Onipede, however, lamented that the golden age of cartooning is gone and the profession is now endangered due to sundry challenges including, poor remuneration, relegation of cartoonists to the background in newsrooms and unavailability of cartooning as a course in tertiary institutions.
Ropo Sekoni, the Professor of English who chairs the WSCIJ Board of Trustees, in his remark, called attention to the first comic strip in Nigeria, the defunct, Aworerin, applauding its depth.
He emphasised that there must be ways to ensure cartoonists thrive in their trade. He went on to highlight the fact that poor educational quality makes the appreciation of what he calls “the epistemology of a good cartoon” difficult for the Nigerian audience.
According to him, this knowledge challenge endangers the art.
Senior Cartoonist at the Business Day and three-time winner of the Wole Soyinka Award for Investigative Reporting, Mike Asukwo, urged cartoonists to repackage their work, think outside the box and get their cartoons published through different means, notwithstanding the poor pay challenge in the Nigerian news media.

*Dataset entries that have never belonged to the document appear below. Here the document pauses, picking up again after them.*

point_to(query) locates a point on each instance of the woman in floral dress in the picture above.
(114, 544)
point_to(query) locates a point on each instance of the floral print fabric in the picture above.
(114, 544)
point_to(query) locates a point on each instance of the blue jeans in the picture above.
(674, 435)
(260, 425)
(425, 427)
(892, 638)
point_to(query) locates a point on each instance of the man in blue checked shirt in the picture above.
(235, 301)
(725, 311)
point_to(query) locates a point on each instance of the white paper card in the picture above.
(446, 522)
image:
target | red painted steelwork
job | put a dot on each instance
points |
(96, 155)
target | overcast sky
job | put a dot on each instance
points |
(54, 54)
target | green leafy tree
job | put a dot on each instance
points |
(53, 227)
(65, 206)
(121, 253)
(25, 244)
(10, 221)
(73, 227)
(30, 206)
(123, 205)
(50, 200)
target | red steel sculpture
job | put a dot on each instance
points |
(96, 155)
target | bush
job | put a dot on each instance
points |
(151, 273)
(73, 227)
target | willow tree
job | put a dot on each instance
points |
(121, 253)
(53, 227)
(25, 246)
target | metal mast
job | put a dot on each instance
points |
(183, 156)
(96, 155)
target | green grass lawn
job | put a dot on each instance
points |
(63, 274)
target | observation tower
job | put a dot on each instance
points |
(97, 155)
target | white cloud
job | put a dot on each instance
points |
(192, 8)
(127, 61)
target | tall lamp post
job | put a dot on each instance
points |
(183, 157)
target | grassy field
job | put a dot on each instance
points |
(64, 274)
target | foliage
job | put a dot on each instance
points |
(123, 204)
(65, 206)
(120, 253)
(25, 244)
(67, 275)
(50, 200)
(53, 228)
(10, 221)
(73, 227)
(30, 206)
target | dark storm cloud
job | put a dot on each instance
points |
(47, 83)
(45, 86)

In his closing remark, former Editor of The Guardian newspaper, Jahman Anikulapo, who represented the Wole Soyinka Foundation, thanked all participants at the event while advising cartoonists to attend editorial meetings and aspire to the highest office in the newsroom.
The Art of the Cartoon programme was conceived by the WSCIJ to further the cause of news by multiple means.
The organisation seeks, in addition to its award category in editorial cartoon, to contribute to raising discussion on the status of cartooning in Nigeria’s news media.
It plans to use the initiative to develop the capacity of reporters in the genre, by stimulating the culture of satirical, investigative and humorous cartoons through training and mentoring.